MU: High prices offset some crop yield loss
Although 2012 has been challenging, Brown says, no long-lasting downturn is expected.
“Perhaps the largest lasting effect will be reductions in the cattle industry,” he says. “A lot depends on weather.” Fall rains can grow grass that will offset need for winter hay.
Brown also cautions that the report’s overall averages can mask financial hardships faced by individual farms. Drought was spotty in many localities.
“On average, Missouri agriculture remains amazingly resilient.”
For a copy of the seven-page report, go to web.missouri.edu/~browndo.

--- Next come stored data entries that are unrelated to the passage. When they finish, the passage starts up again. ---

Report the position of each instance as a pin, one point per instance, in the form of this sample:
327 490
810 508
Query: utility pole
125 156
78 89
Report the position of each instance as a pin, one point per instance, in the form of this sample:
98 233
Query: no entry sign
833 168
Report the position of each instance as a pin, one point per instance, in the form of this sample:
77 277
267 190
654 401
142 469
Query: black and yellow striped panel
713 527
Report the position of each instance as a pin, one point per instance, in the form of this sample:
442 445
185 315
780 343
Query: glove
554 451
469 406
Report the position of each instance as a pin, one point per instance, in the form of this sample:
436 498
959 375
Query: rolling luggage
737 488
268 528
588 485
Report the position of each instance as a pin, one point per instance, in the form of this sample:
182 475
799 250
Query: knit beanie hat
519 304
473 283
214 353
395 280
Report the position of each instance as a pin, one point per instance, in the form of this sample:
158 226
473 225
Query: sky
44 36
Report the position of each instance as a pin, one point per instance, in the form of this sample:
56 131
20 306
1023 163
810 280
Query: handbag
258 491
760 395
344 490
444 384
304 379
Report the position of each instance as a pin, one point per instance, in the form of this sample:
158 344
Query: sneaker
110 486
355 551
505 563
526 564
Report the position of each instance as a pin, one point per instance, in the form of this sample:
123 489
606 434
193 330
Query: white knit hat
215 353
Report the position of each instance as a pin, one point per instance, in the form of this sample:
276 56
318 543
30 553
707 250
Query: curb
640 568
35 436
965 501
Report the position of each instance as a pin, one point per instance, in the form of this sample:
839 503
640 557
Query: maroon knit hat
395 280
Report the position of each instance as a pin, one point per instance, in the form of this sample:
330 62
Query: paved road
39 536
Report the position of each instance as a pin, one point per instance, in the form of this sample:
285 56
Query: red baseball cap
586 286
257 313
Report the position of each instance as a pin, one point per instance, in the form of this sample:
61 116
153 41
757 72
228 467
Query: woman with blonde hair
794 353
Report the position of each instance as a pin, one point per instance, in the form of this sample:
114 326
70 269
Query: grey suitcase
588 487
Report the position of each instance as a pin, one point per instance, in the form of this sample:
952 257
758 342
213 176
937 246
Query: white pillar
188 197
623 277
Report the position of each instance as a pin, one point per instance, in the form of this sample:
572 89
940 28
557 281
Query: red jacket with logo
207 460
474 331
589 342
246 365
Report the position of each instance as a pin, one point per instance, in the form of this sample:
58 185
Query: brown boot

The report comes from a new analytical center, the Integrated Policy Group in the Division of Applied Social Sciences. All are in the MU College of Agriculture, Food and Natural Resources.
Drought was a doozy
Exceptionally hot, dry weather with extreme lack of rain hit Missouri farmers hard in 2012, cutting net farm income.
The MU authors of the “Missouri Farm Income Outlook 2012” gave background on that drought, the driest in six decades, back to 1953.
When looking at May, June and July, important months in the growing season, the shortage of rain was compared to a 30-year average, 1981 to 2010. Of 111 counties with complete rain records, every county had at least 20 percent less rain than normal. Half of Missouri counties had 40 percent, or less, of normal rainfall.
Drought occurs somewhere in Missouri almost every year, but in 2012 the drought hit statewide.
The results are an estimated corn yield of 75 bushels per acre. That’s down 45 percent compared to the 2004-11 average. Only Kentucky has a worse state average. Soybean yields in 2012 are projected at 38 bushels per acre, down 29 percent from the previous eight-year average.
Those two crops made up 45 percent of total cash farm receipts in 2011 in the state.